Ecco almeno cinque motivazioni che dovrebbero spingere gli sportivi a sottoporsi ai vaccini:

  • La fase di open window: si tratta di una fase della vita dell’atleta in cui il suo sistema immunitario non è in grado di garantirgli una risposta adeguata nei confronti dei microrganismi patogeni. Questa fase si ha solitamente a termine di uno sforzo fisico intenso, ad esempio alla fine di una partita, e dura all’incirca 3-72 ore.
  • Lo sport di squadra: spesso sono proprio le prime ore a seguito dello sforzo quelle in cui esiste una concreta possibilità di contagio. Pensiamo al vapore delle docce calde post allenamento o gli ambienti stretti degli spogliatoi e degli spazi comuni. Questo rende verosimile un contagio in un’ampia cerchia di persone di virus come quello dell’influenza, della varicella, del morbillo o del meningococco.
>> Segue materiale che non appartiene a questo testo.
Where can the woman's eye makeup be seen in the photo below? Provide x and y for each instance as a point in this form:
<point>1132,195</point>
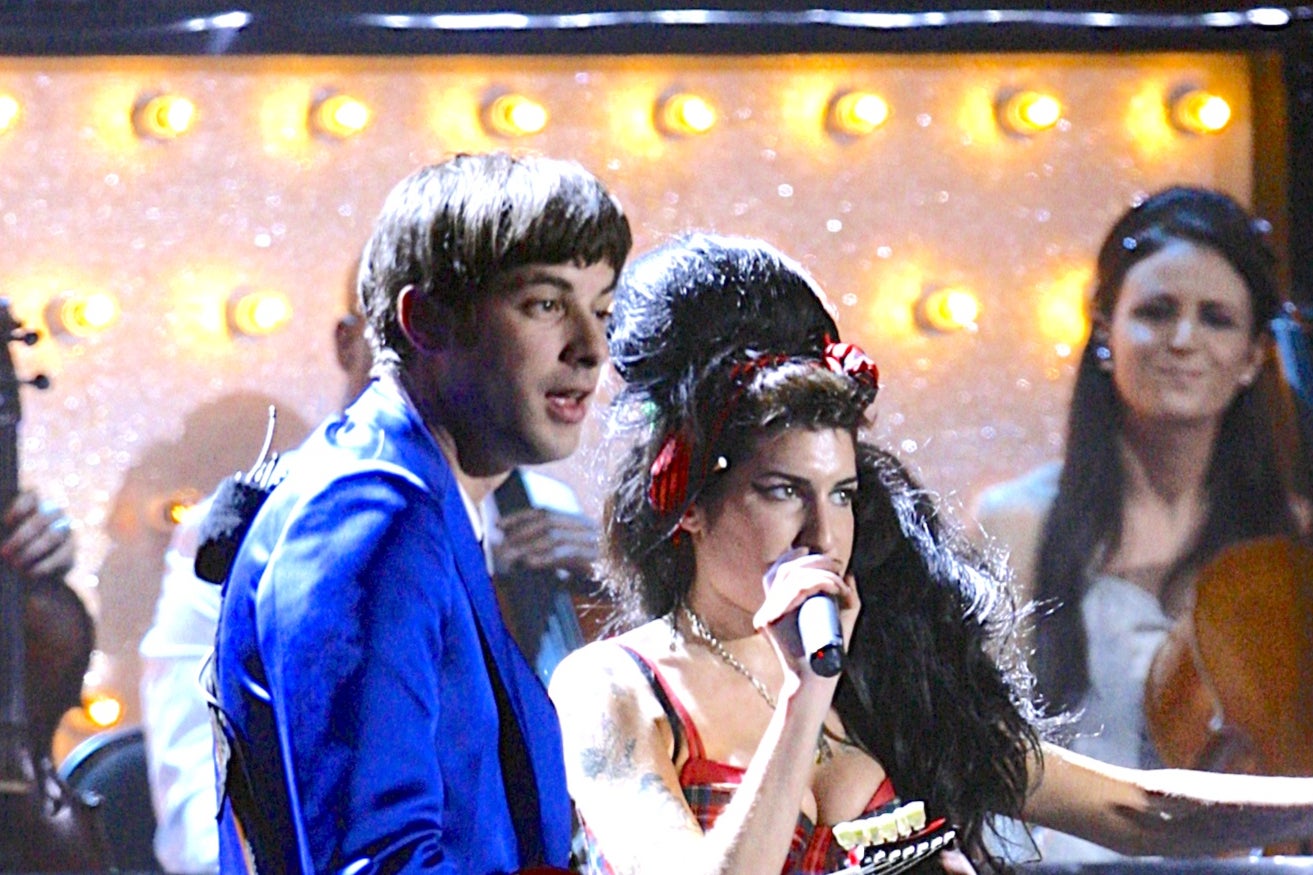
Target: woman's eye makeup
<point>776,490</point>
<point>1156,310</point>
  • Le trasferte: sia per motivi sportivi che personali, i viaggi internazionali espongono gli atleti a un maggior rischio di esposizione agli agenti infettivi. Questo punto assume particolare rilevo nel caso di atleti stranieri che provengono da paesi extracomunitari e in previsione del loro ritorno nel paese di origine.
  • L’impatto sulle performance sportive: l’influenza può causare un calo della performance di un atleta anche per molti giorni, per non parlare di malattie come il morbillo, l’epatite A o la meningite che richiedono un tempo di guarigione ben più lungo, con effetti diretti sulle performance sportive.
  • Gli infortuni: eventi non rari tra gli sportivi, che spesso si risolvono senza particolari conseguenze. Anche dietro a piccoli infortuni irrilevanti come graffi e tagli possono nascondersi però dei pericoli: il tetano, causato dalla tossina prodotta da un germe (il Clostridium tetani) le cui spore sono presenti nel terreno,nell’acqua e nella polvere. Lo sportivo può introdurle accidentalmente attraverso ferite o piccole sbucciature della pelle, soprattutto quelle piccole e che sanguinano poco.

Via libera quindi al vaccino, soprattutto l’antinfluenzale e il vaccino MPR (morbillo-parotite-rosolia): come abbiamo visto, infatti, si tratta in entrambi i casi di malattie ad alto rischio di contagio, amplificato dalla condivisione di spazi come spogliatoi e palestre tra gli sportivi. Anche il vaccino contro il tetano (che, ricordiamo, prevede un richiamo ogni 10 anni) è indispensabile per questa categoria, per proteggere dagli effetti infausti di infortuni banali che però ha causato la morte di 20 persone lo scorso anno.